Something feels like I am being insane...
 A: A way that, perhaps, makes it easier to see whether you have the right answer or not:
$$60=2^2\cdot3\cdot5\;,\;\;45=3^2\cdot5\;,\;\;36=2^2\cdot3^2\;,\;\;12=2^2\cdot3$$
Thus, for example, we could write (using the notation $\;C_m:=\Bbb Z_m\;$ and the fact that $\;(n,m)=1\implies C_n\times C_m=C_{nm}\;$) :
$$C_{60}=C_{12}\times C_5\;,\;\;C_{45}=C_9\times C_5\;,\;C_{12}=C_4\times C_3\;,\;\;\;etc.$$
So our group can be expressed as
$$G=\left(C_4\times C_4\times C_4\right)\times \left(C_3\times C_3\right)\times\left(C_9\times C_9\right)\times \left(C_5\times C_5\right) $$
the parentheses being used only for clarity. From this we can express an element in $\;G\;$ as $\;(a_1,a_2,...,a_9)\;$, with $\;a_i\;$ in the i-th factor above, and the product of two elements is coordinatewise, of course.

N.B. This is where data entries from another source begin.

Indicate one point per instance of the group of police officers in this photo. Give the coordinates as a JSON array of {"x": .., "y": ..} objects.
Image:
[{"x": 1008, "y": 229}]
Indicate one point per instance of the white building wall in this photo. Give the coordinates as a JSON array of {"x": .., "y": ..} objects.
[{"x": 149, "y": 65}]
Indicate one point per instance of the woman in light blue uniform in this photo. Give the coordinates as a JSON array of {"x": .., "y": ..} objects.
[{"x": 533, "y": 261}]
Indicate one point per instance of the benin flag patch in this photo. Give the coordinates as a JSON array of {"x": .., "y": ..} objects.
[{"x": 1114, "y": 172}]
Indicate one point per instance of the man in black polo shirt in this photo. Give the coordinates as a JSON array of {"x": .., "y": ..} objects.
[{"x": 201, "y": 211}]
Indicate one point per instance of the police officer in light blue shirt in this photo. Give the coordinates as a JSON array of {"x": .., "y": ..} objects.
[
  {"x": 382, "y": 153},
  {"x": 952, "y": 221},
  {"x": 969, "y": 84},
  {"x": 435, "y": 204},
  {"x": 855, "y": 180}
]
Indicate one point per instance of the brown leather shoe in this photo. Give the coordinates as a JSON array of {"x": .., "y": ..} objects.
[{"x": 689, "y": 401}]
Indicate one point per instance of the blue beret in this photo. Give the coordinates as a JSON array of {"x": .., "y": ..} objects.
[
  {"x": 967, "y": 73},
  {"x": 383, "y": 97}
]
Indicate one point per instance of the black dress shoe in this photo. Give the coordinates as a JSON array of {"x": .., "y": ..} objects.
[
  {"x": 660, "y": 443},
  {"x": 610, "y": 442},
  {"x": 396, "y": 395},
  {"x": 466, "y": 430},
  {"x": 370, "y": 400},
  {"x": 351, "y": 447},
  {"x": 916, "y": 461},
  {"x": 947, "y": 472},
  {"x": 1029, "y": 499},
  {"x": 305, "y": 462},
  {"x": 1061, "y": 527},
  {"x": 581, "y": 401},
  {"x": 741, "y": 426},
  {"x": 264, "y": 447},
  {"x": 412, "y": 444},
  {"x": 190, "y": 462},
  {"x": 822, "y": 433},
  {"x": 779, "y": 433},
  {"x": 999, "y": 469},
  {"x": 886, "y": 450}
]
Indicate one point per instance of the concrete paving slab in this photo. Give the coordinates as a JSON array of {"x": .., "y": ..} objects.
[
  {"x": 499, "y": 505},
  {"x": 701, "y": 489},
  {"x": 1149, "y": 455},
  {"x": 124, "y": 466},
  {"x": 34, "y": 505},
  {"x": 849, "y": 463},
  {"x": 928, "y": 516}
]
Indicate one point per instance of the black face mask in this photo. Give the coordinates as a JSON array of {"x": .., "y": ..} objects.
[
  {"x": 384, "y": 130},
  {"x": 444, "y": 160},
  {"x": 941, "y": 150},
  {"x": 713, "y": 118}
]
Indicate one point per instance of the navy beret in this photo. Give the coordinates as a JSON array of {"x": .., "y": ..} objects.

Now the elements of order $\;2\;$ (=:involutions): there is only one of these in each factor $\;C_4\;$ above (why?). Since the the product of two elements in a finite abelian group is the minimal common multiple of the orders of the two elements, we must have that if $\;(x_1,...,x_9)\;$ is such an element, then $\;x_i=1\;\;\forall\,i\ge4\;$ , and thus all depends on the first three factors there, and if $\;a,b,c\;$ are the corresponding generators of these three factors, then the number of involutions is the number of $\;3-\;$ary vectors $\;(x,y,z)\;$ with at least one of the components non trivial, meaning: or $\;x=a^2\;$ , or $\;y=b^2\;$ , or $\;z=c^2\;$ -- up to here, all the above is explanation of what is the actual calculation -- , and there are eight of these:
$$(a^2,b^2,c^2)\;,\;(a^2,b^2,1)\;,\;(a^2,1,c^2)$$
and the same as above with first component $\;1\;$ , plus the element $\;(a^2,1,1)\;$ . Total: seven involutions.